Marie Furman backhanded her, rattlesnake quick, and Shelley went flying backward. Larx went to pick her up, and Eamon snapped cuffs on Marie before the little girl could even stand.

“She’s lying,” Marie Furman snarled, struggling against the restraints. “Her stepbrother was a good man, like his father!”

Larx grunted. “I’m done with you,” he said, high on hope and fury. “Eamon, can we hand her off to the patrol car and get CPS here if we have to teleport them? I’ll stay here with Shelley—I have some more questions I want to ask.”

“Where are we going?” Shelley asked, wiping the blood off her split lip with more poise than Larx would have had.

“Well, that’s going to depend on Child Protective Services when they get here,” Larx told her frankly.

“So we don’t have to live here anymore?” Hope and fury—Larx recognized the sound.

“No. But we still need to find your sister.” They could find her, he thought, able to breathe for just that moment. She’d prepared—even better than Larx had hoped for. “Shelley, while Sheriff Mills gets your mother to the nice police officers waiting outside, do you think you could show me your sister’s room?”

“Wait until I get back inside,” Eamon cautioned. “You need to stay in this room—understand me, Larx?”

Larx nodded. “How about we sit at the table.

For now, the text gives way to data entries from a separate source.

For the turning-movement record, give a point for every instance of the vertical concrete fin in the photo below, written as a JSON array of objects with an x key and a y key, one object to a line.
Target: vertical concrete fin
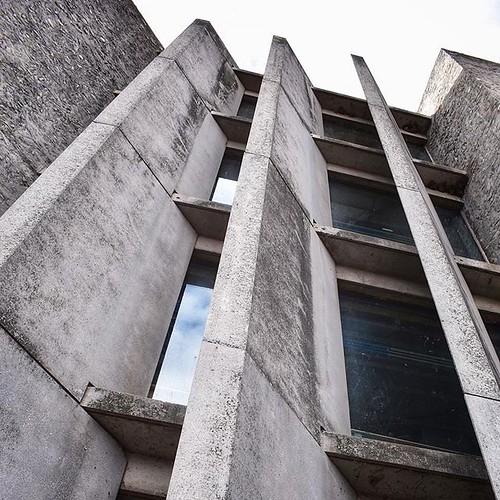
[
  {"x": 444, "y": 74},
  {"x": 473, "y": 354}
]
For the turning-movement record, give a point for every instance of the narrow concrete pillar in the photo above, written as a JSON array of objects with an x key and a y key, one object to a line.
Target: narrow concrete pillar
[
  {"x": 266, "y": 380},
  {"x": 473, "y": 354}
]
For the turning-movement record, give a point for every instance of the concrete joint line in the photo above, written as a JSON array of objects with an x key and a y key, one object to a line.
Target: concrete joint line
[
  {"x": 43, "y": 367},
  {"x": 486, "y": 378},
  {"x": 145, "y": 163}
]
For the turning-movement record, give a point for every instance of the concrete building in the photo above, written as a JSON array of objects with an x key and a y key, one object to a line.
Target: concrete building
[{"x": 347, "y": 350}]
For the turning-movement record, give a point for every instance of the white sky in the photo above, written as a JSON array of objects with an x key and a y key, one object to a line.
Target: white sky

Shelley, go fetch me some crayons and some paper, okay?”

Shelley ran off even as her mother protested.

“You can’t stay in here with her! Aren’t you that gay teacher? You’re not allowed near little kids!”

“I’m a principal, Mrs. Furman. Being near kids is my job. And you just—” He shook his head. “How could you just do that?” he asked, baffled. “That’s your daughter—how does she even respect you if you just haul off and hit her like that?”

Mrs. Furman’s gaze was flat and unfriendly, and Eamon tugged her toward the door. “Don’t ask,” Eamon said softly. “You can’t fix this, Larx. Work on getting information from the little girl.”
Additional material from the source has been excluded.